If public trust in institutions is a good indicator of the health of the republic, the United States can look forward to further political polarization.
Every major institution, from Congress to the press, is at or below 50 percent in public approval – save one, the military – and, worse, many of the divides include large partisan gaps. Increasingly, and arguably with good reason, Republicans have less and less faith that many of our country’s once-neutral institutions are staying out of the political ballgame, fearing that they’ve joined the fight for the other team.
That conclusion is well-supported in the case of universities. Just half of adults think colleges and universities have a positive effect on the way things are going in the country, a sharp drop off even from just four years ago, when 63 percent of them thought the impact of universities was positive overall. Unsurprisingly, the number who are actively reporting that our institutions of higher learning are having a negative effect has seen a steep rise, from 28 percent to 38 percent over the same time period.

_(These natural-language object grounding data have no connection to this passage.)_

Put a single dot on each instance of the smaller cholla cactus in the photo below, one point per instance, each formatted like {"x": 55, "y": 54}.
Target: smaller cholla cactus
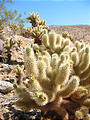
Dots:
{"x": 13, "y": 26}
{"x": 56, "y": 43}
{"x": 35, "y": 20}
{"x": 8, "y": 44}
{"x": 19, "y": 42}
{"x": 83, "y": 113}
{"x": 19, "y": 73}
{"x": 58, "y": 69}
{"x": 37, "y": 33}
{"x": 66, "y": 35}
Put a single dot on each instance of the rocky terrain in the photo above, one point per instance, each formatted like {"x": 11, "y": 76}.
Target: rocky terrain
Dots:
{"x": 8, "y": 77}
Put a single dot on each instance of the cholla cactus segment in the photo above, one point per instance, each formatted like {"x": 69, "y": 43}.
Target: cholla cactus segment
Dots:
{"x": 70, "y": 88}
{"x": 41, "y": 98}
{"x": 87, "y": 102}
{"x": 79, "y": 115}
{"x": 87, "y": 117}
{"x": 80, "y": 92}
{"x": 33, "y": 84}
{"x": 83, "y": 113}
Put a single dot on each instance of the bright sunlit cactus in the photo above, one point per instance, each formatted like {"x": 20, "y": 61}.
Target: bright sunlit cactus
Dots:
{"x": 8, "y": 44}
{"x": 57, "y": 69}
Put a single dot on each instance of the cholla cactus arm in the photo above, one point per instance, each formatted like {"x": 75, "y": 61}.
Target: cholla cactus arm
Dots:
{"x": 85, "y": 61}
{"x": 63, "y": 74}
{"x": 82, "y": 113}
{"x": 70, "y": 88}
{"x": 80, "y": 92}
{"x": 42, "y": 69}
{"x": 30, "y": 62}
{"x": 75, "y": 58}
{"x": 19, "y": 73}
{"x": 46, "y": 40}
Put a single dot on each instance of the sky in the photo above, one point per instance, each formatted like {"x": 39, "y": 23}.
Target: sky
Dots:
{"x": 56, "y": 12}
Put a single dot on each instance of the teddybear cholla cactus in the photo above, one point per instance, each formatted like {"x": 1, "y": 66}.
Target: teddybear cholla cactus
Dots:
{"x": 83, "y": 113}
{"x": 8, "y": 44}
{"x": 35, "y": 20}
{"x": 38, "y": 29}
{"x": 54, "y": 73}
{"x": 49, "y": 78}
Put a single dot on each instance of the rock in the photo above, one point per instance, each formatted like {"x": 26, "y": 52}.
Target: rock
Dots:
{"x": 5, "y": 87}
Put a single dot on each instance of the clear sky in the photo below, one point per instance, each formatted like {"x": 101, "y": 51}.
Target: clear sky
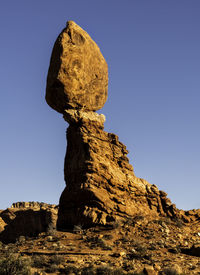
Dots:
{"x": 153, "y": 52}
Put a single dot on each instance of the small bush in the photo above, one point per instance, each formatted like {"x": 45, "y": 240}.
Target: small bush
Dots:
{"x": 70, "y": 269}
{"x": 170, "y": 271}
{"x": 39, "y": 261}
{"x": 51, "y": 268}
{"x": 57, "y": 259}
{"x": 13, "y": 264}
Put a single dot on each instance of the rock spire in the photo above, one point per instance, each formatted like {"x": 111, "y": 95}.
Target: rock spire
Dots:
{"x": 101, "y": 187}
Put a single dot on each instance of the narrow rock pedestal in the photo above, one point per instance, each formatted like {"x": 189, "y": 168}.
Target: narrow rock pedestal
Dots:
{"x": 101, "y": 187}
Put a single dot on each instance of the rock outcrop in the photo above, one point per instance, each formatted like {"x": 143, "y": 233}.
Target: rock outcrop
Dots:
{"x": 78, "y": 72}
{"x": 26, "y": 219}
{"x": 101, "y": 187}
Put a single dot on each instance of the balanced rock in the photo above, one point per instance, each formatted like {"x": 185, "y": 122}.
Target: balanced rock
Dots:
{"x": 78, "y": 73}
{"x": 101, "y": 187}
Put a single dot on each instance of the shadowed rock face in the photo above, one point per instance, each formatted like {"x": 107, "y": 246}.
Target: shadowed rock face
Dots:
{"x": 78, "y": 73}
{"x": 101, "y": 187}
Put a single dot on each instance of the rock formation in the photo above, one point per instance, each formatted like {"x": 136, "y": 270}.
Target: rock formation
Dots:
{"x": 26, "y": 219}
{"x": 101, "y": 187}
{"x": 78, "y": 73}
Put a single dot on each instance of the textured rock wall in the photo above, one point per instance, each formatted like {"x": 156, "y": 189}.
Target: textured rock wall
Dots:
{"x": 101, "y": 186}
{"x": 26, "y": 219}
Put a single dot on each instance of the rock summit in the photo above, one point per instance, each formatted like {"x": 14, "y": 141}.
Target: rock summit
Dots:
{"x": 78, "y": 72}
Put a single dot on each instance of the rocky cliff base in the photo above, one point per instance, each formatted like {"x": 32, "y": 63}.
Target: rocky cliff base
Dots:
{"x": 139, "y": 245}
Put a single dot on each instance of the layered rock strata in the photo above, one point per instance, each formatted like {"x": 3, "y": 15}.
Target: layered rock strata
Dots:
{"x": 101, "y": 186}
{"x": 26, "y": 219}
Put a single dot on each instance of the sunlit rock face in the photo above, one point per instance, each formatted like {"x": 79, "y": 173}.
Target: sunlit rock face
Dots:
{"x": 78, "y": 73}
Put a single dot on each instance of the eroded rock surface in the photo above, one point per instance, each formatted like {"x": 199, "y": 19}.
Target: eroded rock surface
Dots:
{"x": 78, "y": 73}
{"x": 101, "y": 187}
{"x": 26, "y": 219}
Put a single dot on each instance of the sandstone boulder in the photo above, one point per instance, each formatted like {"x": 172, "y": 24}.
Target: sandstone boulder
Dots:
{"x": 78, "y": 73}
{"x": 30, "y": 219}
{"x": 101, "y": 187}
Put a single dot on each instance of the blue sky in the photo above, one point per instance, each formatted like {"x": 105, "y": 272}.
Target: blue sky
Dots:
{"x": 153, "y": 53}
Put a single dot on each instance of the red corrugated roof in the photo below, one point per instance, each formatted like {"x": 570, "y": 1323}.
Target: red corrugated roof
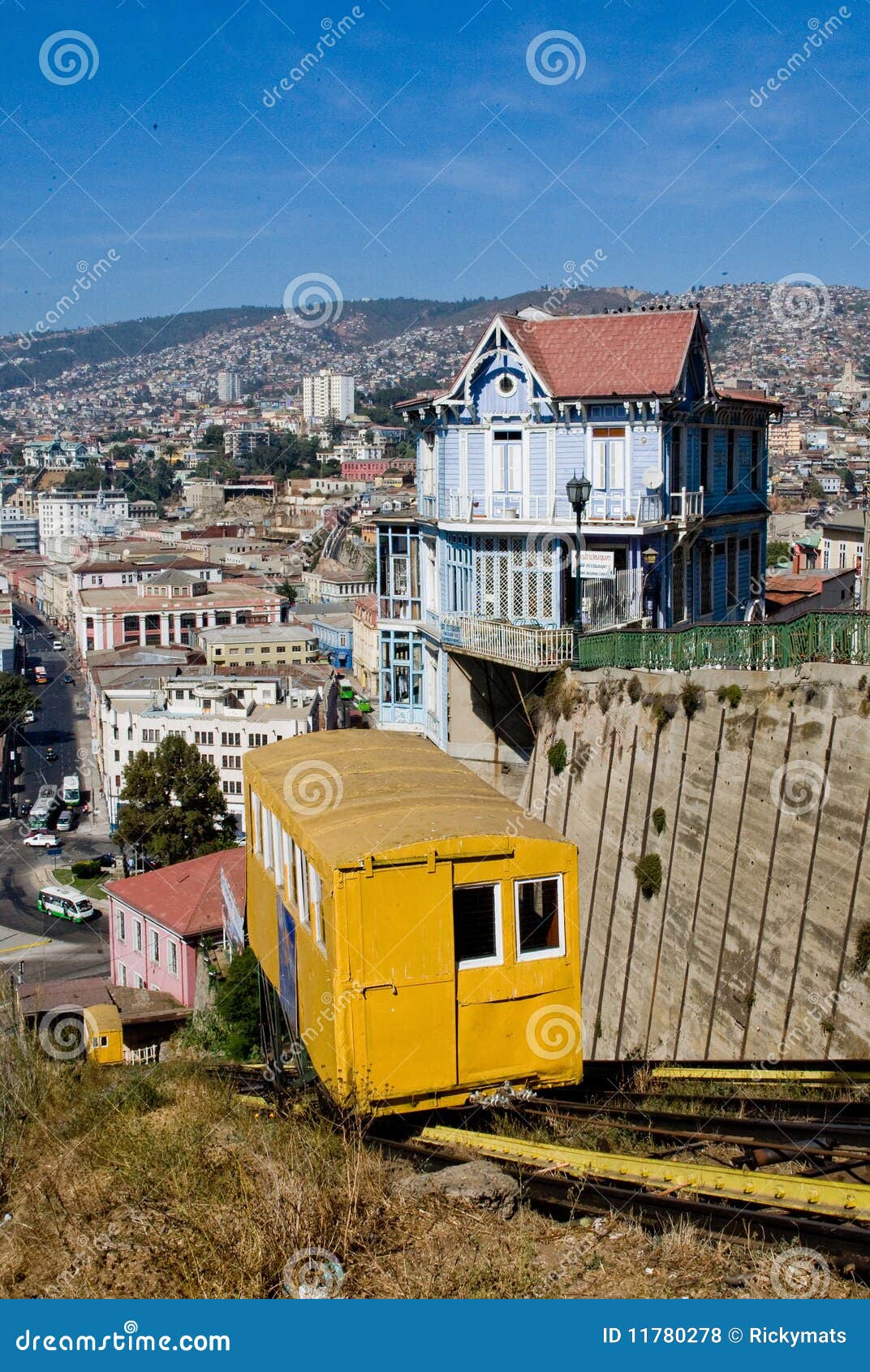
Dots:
{"x": 607, "y": 354}
{"x": 187, "y": 896}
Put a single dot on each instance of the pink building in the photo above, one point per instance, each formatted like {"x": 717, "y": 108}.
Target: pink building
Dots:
{"x": 169, "y": 608}
{"x": 157, "y": 922}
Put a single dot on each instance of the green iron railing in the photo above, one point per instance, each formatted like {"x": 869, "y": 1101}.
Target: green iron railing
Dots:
{"x": 812, "y": 638}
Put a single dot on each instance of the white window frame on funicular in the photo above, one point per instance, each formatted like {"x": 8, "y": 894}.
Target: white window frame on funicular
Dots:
{"x": 560, "y": 896}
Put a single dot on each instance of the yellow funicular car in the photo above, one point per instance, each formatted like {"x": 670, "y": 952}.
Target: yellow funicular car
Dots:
{"x": 419, "y": 929}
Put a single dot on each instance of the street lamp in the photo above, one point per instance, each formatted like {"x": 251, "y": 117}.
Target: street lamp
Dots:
{"x": 651, "y": 582}
{"x": 578, "y": 490}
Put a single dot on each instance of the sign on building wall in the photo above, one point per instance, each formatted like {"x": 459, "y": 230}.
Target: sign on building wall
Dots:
{"x": 596, "y": 563}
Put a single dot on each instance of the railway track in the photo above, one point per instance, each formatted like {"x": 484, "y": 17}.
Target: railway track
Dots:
{"x": 764, "y": 1139}
{"x": 744, "y": 1203}
{"x": 844, "y": 1242}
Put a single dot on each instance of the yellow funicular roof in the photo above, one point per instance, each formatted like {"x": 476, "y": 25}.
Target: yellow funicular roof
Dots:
{"x": 355, "y": 795}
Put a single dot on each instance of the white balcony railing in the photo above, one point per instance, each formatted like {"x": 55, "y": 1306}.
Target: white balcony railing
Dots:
{"x": 516, "y": 645}
{"x": 687, "y": 505}
{"x": 604, "y": 507}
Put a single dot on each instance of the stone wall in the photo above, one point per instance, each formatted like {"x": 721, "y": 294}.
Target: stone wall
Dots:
{"x": 754, "y": 947}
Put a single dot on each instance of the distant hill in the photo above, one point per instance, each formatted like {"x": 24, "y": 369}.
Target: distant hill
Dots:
{"x": 47, "y": 356}
{"x": 50, "y": 354}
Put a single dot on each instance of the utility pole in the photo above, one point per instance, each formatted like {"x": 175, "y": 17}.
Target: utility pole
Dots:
{"x": 865, "y": 560}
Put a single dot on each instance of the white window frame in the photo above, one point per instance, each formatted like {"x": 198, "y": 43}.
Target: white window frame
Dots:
{"x": 278, "y": 854}
{"x": 546, "y": 952}
{"x": 500, "y": 932}
{"x": 266, "y": 839}
{"x": 317, "y": 904}
{"x": 603, "y": 461}
{"x": 302, "y": 888}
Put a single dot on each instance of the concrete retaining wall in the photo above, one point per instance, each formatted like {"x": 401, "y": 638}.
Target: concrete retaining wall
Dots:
{"x": 748, "y": 950}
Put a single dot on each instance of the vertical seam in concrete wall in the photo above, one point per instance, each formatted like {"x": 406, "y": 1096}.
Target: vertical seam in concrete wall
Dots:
{"x": 727, "y": 903}
{"x": 766, "y": 900}
{"x": 609, "y": 926}
{"x": 530, "y": 783}
{"x": 568, "y": 787}
{"x": 594, "y": 878}
{"x": 848, "y": 925}
{"x": 700, "y": 882}
{"x": 804, "y": 907}
{"x": 637, "y": 895}
{"x": 667, "y": 887}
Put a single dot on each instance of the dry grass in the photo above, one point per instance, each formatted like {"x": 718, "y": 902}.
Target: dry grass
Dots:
{"x": 161, "y": 1183}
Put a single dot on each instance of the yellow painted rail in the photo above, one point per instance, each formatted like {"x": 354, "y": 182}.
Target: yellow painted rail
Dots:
{"x": 814, "y": 1195}
{"x": 810, "y": 1077}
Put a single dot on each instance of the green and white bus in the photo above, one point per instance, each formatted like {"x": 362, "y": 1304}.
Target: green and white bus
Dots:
{"x": 65, "y": 903}
{"x": 43, "y": 809}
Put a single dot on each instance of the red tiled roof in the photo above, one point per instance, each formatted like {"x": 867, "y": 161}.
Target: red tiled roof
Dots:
{"x": 607, "y": 354}
{"x": 187, "y": 896}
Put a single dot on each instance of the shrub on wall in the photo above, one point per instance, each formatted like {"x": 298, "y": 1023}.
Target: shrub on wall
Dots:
{"x": 692, "y": 697}
{"x": 733, "y": 694}
{"x": 558, "y": 757}
{"x": 648, "y": 873}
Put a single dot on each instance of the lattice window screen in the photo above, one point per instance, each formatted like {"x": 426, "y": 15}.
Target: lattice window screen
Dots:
{"x": 515, "y": 580}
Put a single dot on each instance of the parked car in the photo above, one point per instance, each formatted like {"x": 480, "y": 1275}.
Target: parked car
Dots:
{"x": 41, "y": 840}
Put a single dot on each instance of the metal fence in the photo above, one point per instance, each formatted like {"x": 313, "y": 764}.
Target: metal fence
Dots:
{"x": 812, "y": 638}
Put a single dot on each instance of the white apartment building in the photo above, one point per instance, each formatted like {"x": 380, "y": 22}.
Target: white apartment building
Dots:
{"x": 79, "y": 515}
{"x": 230, "y": 387}
{"x": 222, "y": 717}
{"x": 327, "y": 395}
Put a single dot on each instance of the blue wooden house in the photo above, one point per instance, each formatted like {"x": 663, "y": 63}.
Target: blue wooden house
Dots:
{"x": 480, "y": 585}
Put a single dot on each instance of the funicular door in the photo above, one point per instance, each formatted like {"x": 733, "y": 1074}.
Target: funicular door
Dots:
{"x": 407, "y": 982}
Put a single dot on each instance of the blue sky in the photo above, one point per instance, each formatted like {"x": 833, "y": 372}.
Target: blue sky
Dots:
{"x": 421, "y": 154}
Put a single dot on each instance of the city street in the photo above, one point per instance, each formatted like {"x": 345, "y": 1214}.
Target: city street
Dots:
{"x": 51, "y": 948}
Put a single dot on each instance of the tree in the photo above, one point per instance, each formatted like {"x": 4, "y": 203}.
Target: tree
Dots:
{"x": 287, "y": 592}
{"x": 173, "y": 807}
{"x": 15, "y": 700}
{"x": 778, "y": 550}
{"x": 238, "y": 1004}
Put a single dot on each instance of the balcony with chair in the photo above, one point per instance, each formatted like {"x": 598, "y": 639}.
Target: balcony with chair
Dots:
{"x": 604, "y": 508}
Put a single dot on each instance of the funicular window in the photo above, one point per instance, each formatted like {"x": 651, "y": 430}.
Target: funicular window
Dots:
{"x": 540, "y": 921}
{"x": 476, "y": 926}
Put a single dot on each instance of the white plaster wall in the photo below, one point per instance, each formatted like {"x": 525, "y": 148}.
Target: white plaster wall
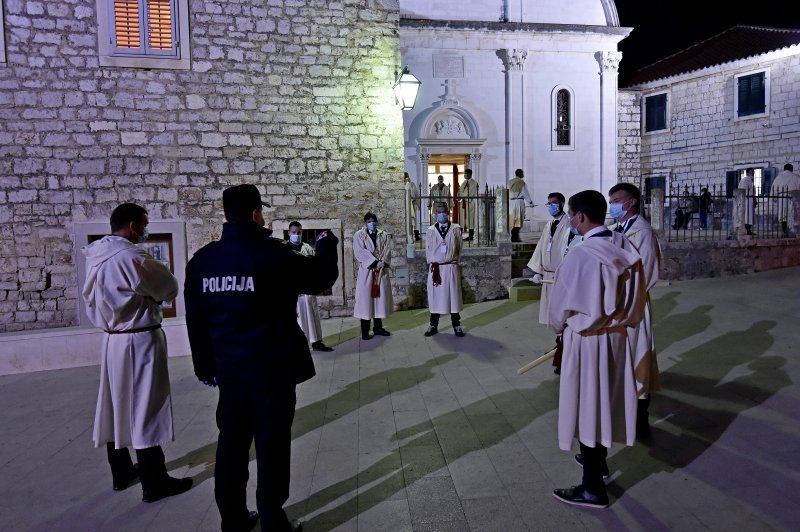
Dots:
{"x": 538, "y": 11}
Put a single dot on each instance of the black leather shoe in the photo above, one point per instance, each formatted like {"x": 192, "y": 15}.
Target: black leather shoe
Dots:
{"x": 579, "y": 459}
{"x": 122, "y": 483}
{"x": 167, "y": 488}
{"x": 319, "y": 346}
{"x": 578, "y": 496}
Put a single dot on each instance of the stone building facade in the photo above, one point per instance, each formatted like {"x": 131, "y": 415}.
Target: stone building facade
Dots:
{"x": 294, "y": 96}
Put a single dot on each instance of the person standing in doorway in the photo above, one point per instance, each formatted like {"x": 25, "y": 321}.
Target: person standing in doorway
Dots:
{"x": 124, "y": 289}
{"x": 373, "y": 251}
{"x": 443, "y": 251}
{"x": 307, "y": 309}
{"x": 518, "y": 196}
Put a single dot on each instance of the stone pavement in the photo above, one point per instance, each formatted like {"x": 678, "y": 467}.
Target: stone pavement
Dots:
{"x": 435, "y": 434}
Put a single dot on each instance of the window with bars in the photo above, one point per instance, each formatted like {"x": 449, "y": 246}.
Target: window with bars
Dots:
{"x": 143, "y": 33}
{"x": 751, "y": 94}
{"x": 143, "y": 28}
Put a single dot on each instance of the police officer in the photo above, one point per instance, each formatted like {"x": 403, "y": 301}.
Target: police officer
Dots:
{"x": 244, "y": 336}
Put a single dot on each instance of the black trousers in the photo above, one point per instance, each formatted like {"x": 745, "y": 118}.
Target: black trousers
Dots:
{"x": 455, "y": 319}
{"x": 244, "y": 413}
{"x": 594, "y": 458}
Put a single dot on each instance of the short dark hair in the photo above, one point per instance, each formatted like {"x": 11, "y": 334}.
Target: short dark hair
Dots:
{"x": 630, "y": 189}
{"x": 124, "y": 214}
{"x": 591, "y": 203}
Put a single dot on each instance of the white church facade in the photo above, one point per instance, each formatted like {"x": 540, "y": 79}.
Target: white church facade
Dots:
{"x": 513, "y": 84}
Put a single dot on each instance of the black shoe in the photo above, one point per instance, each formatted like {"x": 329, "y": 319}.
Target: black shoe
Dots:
{"x": 169, "y": 487}
{"x": 579, "y": 459}
{"x": 122, "y": 483}
{"x": 578, "y": 496}
{"x": 319, "y": 346}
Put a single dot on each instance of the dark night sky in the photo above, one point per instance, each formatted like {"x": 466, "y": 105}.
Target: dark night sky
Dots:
{"x": 664, "y": 27}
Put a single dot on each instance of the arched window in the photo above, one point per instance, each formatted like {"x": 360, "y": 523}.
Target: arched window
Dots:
{"x": 563, "y": 119}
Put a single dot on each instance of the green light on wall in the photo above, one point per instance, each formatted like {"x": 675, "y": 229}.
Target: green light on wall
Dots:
{"x": 405, "y": 89}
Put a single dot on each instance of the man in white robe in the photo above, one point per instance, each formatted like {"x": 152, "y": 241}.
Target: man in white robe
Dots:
{"x": 443, "y": 251}
{"x": 373, "y": 251}
{"x": 624, "y": 205}
{"x": 307, "y": 309}
{"x": 785, "y": 183}
{"x": 412, "y": 206}
{"x": 747, "y": 184}
{"x": 598, "y": 295}
{"x": 468, "y": 199}
{"x": 518, "y": 196}
{"x": 123, "y": 292}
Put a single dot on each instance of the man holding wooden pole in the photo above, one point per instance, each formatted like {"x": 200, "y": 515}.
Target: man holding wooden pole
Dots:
{"x": 598, "y": 295}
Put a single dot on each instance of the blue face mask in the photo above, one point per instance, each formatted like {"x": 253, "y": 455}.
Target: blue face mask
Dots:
{"x": 616, "y": 211}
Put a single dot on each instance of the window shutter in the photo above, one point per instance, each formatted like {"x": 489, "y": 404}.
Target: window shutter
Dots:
{"x": 126, "y": 24}
{"x": 161, "y": 34}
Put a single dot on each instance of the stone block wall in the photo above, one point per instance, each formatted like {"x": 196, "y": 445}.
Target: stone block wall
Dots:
{"x": 294, "y": 96}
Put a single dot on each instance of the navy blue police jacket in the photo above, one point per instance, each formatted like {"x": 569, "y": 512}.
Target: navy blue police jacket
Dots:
{"x": 241, "y": 306}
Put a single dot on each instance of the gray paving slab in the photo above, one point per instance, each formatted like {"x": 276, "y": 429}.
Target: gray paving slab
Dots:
{"x": 408, "y": 433}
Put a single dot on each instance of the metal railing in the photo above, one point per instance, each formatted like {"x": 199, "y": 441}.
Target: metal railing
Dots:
{"x": 475, "y": 214}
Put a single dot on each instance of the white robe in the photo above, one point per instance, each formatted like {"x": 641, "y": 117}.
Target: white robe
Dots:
{"x": 365, "y": 252}
{"x": 749, "y": 199}
{"x": 123, "y": 290}
{"x": 518, "y": 196}
{"x": 598, "y": 294}
{"x": 643, "y": 238}
{"x": 546, "y": 257}
{"x": 445, "y": 298}
{"x": 469, "y": 207}
{"x": 783, "y": 185}
{"x": 307, "y": 309}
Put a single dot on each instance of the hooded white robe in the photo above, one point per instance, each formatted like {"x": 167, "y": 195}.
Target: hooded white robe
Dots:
{"x": 445, "y": 298}
{"x": 123, "y": 290}
{"x": 598, "y": 295}
{"x": 641, "y": 235}
{"x": 518, "y": 196}
{"x": 307, "y": 309}
{"x": 365, "y": 252}
{"x": 546, "y": 257}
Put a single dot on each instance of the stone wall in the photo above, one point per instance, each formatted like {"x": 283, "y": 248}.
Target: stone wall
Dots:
{"x": 293, "y": 96}
{"x": 629, "y": 133}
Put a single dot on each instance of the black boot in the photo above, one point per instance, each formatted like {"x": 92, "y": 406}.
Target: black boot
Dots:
{"x": 365, "y": 330}
{"x": 123, "y": 472}
{"x": 643, "y": 418}
{"x": 156, "y": 484}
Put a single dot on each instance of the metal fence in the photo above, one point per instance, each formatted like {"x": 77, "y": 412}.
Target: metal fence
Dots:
{"x": 475, "y": 214}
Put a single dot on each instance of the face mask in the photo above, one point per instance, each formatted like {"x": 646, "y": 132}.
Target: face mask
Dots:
{"x": 617, "y": 211}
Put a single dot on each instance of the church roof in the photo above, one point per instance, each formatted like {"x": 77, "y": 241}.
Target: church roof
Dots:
{"x": 738, "y": 42}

That’s right, nearly four in ten adults think that the university system – the same system that rich actresses were convicted of bribing to admit their kids – is actually hurting the country.
The drop off in confidence is driven primarily by Republicans. While two-thirds of Democrats still see universities as a force for good, Republican support has fallen off a cliff, from a solid 54 percent down to 33.
It’s not difficult to see why rank-and-file Republican voters are losing faith in colleges and universities. New horror stories of restricted speech, extreme left-wing protests that turn violent, and laughable-but-creepy SJW classes like “critical whiteness studies” make the news almost daily. And many of the cultural war flashpoints of today, like arguments over gender identity, were incubated in the radical academy.
The real question is not why Republican voters have changed their opinions about college but why the Republican Party continues to support them with billions in grants and taxpayer-subsidized loans.
Without public financial support, 17-year-old students looking to study feminist literature for $150,000 in tuition and living expenses would have to look to private banks for a loan, and those banks would only be writing the check if they saw a high likelihood of getting their money back.
Instead, government largess to universities has been granted on the backs of the two-thirds of Americans who don’t have a four-year degree, and those universities have no real incentive to ensure that the fields of study they offer are connected to the sticker price. Instead of helping more students into the middle class, government intervention has assured universities of big bucks with no skin in the game, skyrocketed college costs, and left a generation with crippling debt.
Republican voters have woken up to the scam that is higher education. The Republican Party should follow suit and end the preferential treatment universities can no longer show they deserve.